Wrights play a very aggressive guitar–she doesn’t strum of pick so much as pluck those string so that they slap back against the guitar. Her low notes are percussive and her high notes are painful. She uses no pick, so it really emphasizes this abrasive style. Her songs have a very steady rhythm on the low notes–very easy to bob your head (or in some cases seriously headbang) along to, while the melody gets hammered out on the high strings.
She sings, although I couldn’t understand a word. Her singing is a kind of low mumble until she occasionally screams in crescendo. From time to time she would almost moonwalk (forwards) across the stage, playing some wild solos. She would swing her guitar around, playing very hard and fast with a ferocity that I haven’t really seen before.
Every few songs she would say “thanks” in a quiet whisper then turn on her “tuning music,” tune up and let loose again.
In the spirit of Shellac, it was very minimal. There were two spotlights on her, and that was it–a very dark show. I never saw her face because her hair was over it the whole time. It was a cathartic performance although the highlight was definitely the last song when she added a drumbeat. Not that her earlier songs didn’t have a percussive element, but the drum beat allowed for a bit more freedom. This song lasted awhile and when the drums ended and she hunched over in fort of the crowd playing really loud chords (with no pick remember–her hand must be hard as nails) it went on and on and on like she was possessed.
I was entranced and uncomfortable all at the same time.
I have no idea what any of the songs were or even really how many she played (8 or 9?). And every song seemed to be stripped raw. Realistically a twenty-minute set would have been enough for me, because the songs did start to sound the same. But she really prepped us for Shellac, and that’s what she was supposed to do.
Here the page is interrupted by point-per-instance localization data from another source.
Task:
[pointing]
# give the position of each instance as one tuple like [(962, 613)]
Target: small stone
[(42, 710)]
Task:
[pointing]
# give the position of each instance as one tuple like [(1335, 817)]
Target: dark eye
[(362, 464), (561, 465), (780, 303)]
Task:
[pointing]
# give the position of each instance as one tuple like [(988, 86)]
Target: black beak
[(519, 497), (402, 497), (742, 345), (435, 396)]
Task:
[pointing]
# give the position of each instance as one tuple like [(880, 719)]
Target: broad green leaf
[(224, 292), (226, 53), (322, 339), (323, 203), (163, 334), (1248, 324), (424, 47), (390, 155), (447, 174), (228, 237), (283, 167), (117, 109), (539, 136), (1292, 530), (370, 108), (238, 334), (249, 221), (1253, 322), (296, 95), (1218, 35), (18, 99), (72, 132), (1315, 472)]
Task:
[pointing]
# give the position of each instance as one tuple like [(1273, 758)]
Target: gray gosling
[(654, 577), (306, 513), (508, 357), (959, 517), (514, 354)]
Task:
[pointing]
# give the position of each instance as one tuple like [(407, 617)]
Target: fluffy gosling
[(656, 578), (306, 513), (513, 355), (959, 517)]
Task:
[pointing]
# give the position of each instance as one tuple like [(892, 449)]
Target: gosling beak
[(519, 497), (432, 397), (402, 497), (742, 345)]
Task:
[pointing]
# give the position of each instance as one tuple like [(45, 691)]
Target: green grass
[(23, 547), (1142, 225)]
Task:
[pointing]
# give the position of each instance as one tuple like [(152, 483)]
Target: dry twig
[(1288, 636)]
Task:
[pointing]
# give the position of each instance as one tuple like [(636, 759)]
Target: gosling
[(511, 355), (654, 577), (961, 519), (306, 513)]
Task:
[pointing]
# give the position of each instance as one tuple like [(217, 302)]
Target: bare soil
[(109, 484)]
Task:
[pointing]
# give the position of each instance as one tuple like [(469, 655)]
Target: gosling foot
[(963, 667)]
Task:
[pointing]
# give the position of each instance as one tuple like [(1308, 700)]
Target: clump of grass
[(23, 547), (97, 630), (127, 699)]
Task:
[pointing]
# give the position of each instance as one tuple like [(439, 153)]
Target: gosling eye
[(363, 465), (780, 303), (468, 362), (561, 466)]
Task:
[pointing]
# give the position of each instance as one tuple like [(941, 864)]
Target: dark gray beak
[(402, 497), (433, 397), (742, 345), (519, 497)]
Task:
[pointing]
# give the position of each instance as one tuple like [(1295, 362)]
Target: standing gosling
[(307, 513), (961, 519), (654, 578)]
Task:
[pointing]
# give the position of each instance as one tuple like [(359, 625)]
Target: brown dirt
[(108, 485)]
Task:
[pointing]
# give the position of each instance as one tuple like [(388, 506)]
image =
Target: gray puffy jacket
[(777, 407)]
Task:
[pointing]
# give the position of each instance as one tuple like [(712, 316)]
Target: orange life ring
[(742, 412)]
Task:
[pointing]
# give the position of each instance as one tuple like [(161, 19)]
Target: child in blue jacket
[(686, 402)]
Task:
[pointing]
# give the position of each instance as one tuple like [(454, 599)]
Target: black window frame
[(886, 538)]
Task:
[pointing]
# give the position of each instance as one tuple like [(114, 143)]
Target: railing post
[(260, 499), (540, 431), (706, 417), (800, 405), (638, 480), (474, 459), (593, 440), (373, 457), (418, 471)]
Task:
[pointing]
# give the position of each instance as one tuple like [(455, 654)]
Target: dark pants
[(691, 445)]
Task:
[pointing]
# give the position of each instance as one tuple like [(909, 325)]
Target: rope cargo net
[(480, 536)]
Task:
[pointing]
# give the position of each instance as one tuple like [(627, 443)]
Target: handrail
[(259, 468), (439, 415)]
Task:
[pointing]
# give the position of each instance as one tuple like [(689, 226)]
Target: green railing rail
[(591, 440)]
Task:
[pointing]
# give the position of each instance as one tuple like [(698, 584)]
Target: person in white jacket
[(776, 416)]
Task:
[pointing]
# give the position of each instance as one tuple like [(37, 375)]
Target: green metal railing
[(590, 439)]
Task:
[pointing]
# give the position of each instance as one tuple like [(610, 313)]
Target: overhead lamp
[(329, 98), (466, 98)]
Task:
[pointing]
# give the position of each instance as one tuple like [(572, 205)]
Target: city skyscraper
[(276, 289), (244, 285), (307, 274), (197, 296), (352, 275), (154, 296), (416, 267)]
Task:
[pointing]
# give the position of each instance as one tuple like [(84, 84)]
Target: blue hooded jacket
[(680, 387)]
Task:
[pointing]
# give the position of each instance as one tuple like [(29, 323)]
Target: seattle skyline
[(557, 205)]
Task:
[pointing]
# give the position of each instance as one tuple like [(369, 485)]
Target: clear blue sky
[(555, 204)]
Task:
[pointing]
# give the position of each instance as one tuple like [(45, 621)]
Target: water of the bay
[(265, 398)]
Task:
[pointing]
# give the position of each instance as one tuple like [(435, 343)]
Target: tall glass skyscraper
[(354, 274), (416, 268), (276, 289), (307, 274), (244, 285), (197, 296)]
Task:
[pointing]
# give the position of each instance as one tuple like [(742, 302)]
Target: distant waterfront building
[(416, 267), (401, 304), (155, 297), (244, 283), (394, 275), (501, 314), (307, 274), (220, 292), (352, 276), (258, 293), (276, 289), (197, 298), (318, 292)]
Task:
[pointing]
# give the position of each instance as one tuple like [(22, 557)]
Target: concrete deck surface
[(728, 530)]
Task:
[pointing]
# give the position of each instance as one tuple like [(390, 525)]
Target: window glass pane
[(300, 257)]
I have just listened to some more things from her online. It appears that she often appears with a band, and I think that would be the best introduction to her music. It was still abrasive and loud, but it was somewhat more conventional with the rest of the band. Also, her singing was more understandable during those videos. Perhaps she was singing louder in our setting or the guitars were noisier to compensate for the lack of a band, or who knows what. I now feel like we got a special kind of performance compared to the more normal ones. Even if I still feel that a person with a guitar and nothing else can be a hard show to judge.